You can run the model as a Colab notebook here. While it gets many thousands of divergences during sampling, it does get at least a few samples which don’t diverge!

Neat! Although that many divergences is a massive red flag.

I’ve only had time to scan it, but a few thoughts.

- I wondering @ricardoV94 or @lucianopaz could let us know how legit it is to put a prior on a structural component of the model (e.g. the length of another parameter vector
- You can’t get gradients because there’s an implicit step function at each change point. So if you model the changes with a continuous function (like a sigmoid) then you can get gradient information.
- I’m not convinced that this is hierarchical. More like “multiple” changepoints.
- I’d be tempted to use a Dirichlet distribution over the changepoints and just scale them to the x extent of your data. That way they are innately ordered.

So I made a 2nd pass (same Colab notebook) on the model and got rid of the binary latent variables by trying out a new representation for active/inactive changepoints with a sigmoid function, but not as a replacement for the > operator. No divergences now!

Yes that’s valid (as in you will get the right logp/dlogp), but we don’t have any samplers that expect RV sizes to change across iterations, and xarray would cry as well. Allow step methods to work with variables that have dynamic sizes · Issue #5139 · pymc-devs/pymc · GitHub

This model was really asking me to try the new experimental functionality to marginalize discrete variables: Automatic marginalization of discrete variables in the logp by ricardoV94 · Pull Request #91 · pymc-devs/pymcx · GitHub

Marginalizing over the number of changepoints seems to really help NUTS, and the posteriors look somewhat sensible. Here is the notebook: multiple_changepoint_marginalization.ipynb · GitHub

Really appreciate feedback, specially if I missed something obvious. You will have to checkout that PR branch locally if you want to try it out.

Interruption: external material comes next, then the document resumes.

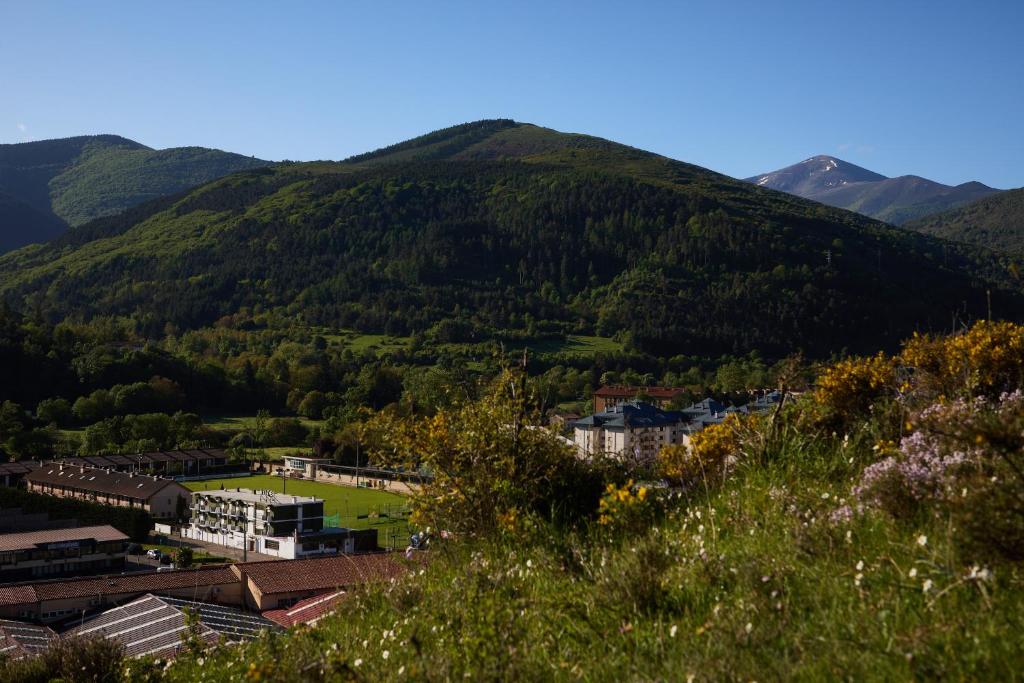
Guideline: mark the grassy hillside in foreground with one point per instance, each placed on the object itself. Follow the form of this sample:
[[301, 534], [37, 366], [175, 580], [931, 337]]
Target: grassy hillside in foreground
[[499, 225], [995, 222]]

Wow, that is awesome! There’s probably a little label switching going on hence a few high \hat{R} values but the results look spot on. This is very exciting.

Oh of course… I should sort the variables before checking their r_hat

Hey @ckrapu, I ran the code from your notebook as it is, but got the following plot instead. Do you have any idea what may be causing this?

I just reran it one more time and got the same results as when I originally executed the notebook. Perhaps it’s a random seed issue - do you want to try running it again? To make sure we’re on the same version, I named the notebook checkpoint “v1.0.0” in Colab.